"Well, indeed," returned the girl, "there was scarcely any path here till I came, the ferns and nut trees had quite shut it up."
"Yes," said Cardo, "I always thought it was a thicket, though I often roamed the other side of the stream. And now the dear little dell is haunted by a sweet fairy, who weaves her spells and draws me here. Oh, Valmai, what a summer it is!"
"Yes," she said, bending her head over a moon-daisy, from which she drew the petals one by one. "Loves me not," she said, as she held the last up for Cardo's inspection with a mischievous smile.
"It's a false daisy, love," he said, drawing her nearer to him, "for if my heart is not wholly and entirely yours, then such a thing as love never existed. Look once more into my eyes, cariad anwl,[2] and tell me you too feel the same."

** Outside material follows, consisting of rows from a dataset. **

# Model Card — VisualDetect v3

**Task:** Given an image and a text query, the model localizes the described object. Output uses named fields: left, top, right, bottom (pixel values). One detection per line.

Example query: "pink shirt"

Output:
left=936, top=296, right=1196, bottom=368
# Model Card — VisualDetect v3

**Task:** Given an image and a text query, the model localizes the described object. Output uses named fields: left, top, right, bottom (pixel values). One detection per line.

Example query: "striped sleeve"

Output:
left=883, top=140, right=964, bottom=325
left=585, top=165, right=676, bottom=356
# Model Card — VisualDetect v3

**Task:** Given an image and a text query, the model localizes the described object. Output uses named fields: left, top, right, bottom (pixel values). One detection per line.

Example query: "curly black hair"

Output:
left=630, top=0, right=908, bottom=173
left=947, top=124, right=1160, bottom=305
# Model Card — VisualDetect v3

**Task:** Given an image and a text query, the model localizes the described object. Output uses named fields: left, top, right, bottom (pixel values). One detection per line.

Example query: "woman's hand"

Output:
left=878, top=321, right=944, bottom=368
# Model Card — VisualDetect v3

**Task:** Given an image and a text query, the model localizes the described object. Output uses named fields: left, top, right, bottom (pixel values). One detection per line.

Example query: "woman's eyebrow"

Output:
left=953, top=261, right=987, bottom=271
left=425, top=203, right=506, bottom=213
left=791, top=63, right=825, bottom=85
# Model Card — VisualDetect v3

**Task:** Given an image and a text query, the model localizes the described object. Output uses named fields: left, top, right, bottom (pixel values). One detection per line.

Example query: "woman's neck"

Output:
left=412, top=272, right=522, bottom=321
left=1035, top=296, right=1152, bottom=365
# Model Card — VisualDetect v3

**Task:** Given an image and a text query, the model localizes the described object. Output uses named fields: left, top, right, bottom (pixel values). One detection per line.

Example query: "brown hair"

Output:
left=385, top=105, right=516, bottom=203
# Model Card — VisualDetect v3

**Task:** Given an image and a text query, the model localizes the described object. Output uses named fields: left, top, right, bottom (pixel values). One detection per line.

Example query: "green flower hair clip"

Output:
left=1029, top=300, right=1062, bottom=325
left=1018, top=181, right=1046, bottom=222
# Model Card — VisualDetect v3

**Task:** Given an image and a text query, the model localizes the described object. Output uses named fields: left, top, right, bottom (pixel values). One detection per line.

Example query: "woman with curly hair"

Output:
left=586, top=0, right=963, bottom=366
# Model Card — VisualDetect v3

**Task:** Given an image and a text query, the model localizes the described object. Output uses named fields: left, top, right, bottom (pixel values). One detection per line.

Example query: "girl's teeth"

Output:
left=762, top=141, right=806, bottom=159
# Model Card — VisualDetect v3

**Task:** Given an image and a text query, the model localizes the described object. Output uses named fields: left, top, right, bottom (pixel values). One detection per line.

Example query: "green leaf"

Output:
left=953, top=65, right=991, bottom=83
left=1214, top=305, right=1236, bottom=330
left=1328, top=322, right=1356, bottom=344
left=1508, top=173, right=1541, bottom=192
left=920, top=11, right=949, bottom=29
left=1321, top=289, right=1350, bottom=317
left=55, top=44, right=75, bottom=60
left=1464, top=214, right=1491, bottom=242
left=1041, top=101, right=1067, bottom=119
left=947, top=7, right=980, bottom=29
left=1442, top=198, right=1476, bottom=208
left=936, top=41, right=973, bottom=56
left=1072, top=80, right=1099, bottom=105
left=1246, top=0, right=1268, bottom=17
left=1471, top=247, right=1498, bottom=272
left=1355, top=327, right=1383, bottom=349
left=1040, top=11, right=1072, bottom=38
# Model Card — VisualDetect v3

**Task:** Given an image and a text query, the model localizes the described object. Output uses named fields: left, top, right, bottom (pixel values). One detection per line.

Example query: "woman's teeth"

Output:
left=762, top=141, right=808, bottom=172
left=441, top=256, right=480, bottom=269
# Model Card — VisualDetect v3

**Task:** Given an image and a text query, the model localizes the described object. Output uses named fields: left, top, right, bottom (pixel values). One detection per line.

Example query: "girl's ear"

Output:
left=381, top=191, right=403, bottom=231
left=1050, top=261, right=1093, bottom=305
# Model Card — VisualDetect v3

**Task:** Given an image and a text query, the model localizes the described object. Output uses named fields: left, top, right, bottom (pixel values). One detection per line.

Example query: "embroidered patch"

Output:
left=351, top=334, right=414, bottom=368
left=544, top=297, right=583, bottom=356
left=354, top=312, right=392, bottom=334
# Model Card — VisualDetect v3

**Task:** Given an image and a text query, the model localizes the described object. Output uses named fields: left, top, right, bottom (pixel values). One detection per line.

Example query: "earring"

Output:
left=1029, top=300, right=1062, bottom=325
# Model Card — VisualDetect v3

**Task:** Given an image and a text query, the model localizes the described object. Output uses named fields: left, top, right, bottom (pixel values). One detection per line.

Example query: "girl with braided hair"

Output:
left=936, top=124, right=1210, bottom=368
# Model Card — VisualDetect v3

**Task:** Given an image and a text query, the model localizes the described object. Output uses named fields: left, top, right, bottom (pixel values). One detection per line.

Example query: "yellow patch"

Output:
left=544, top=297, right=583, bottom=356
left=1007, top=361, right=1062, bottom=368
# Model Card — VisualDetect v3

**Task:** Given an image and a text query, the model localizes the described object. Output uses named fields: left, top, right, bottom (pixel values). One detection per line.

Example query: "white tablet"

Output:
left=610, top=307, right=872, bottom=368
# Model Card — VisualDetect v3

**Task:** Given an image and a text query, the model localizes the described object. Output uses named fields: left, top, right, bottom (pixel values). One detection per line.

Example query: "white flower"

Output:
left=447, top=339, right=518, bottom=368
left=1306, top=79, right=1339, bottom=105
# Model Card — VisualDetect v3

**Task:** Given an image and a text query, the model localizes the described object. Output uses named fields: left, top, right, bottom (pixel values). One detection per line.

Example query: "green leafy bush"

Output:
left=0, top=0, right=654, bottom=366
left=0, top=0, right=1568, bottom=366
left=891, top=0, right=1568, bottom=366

"Oh, Cardo, what for will I say the same thing many times?"
"Because I love to hear you."
The girl leant her cheek confidingly on his breast, but when he endeavoured to draw her closer and press a kiss upon the sweet mouth, she slipped away from his arms, and, shaking her finger at him playfully, said, "No, no, one kiss is enough in a week, whatever—indeed, indeed, you shan't have more," and she eluded his grasp by slipping into the hazel copse, and looking laughingly at him through its branches. "Oh, the cross man," she said, "and the dissatisfied. Smile, then, or I won't come out again."
"Come, Valmai, darling, you tantalise me, and I begin to think you are after all a fairy or a wood nymph, or something intangible of that kind."
"Intangible, what is that?" she said, returning to his side with a little pucker on her brow. "Oh, if you begin to call me names, I must come back; but you must be good," as Cardo grasped her hand, "do you hear, and not ask for kisses and things."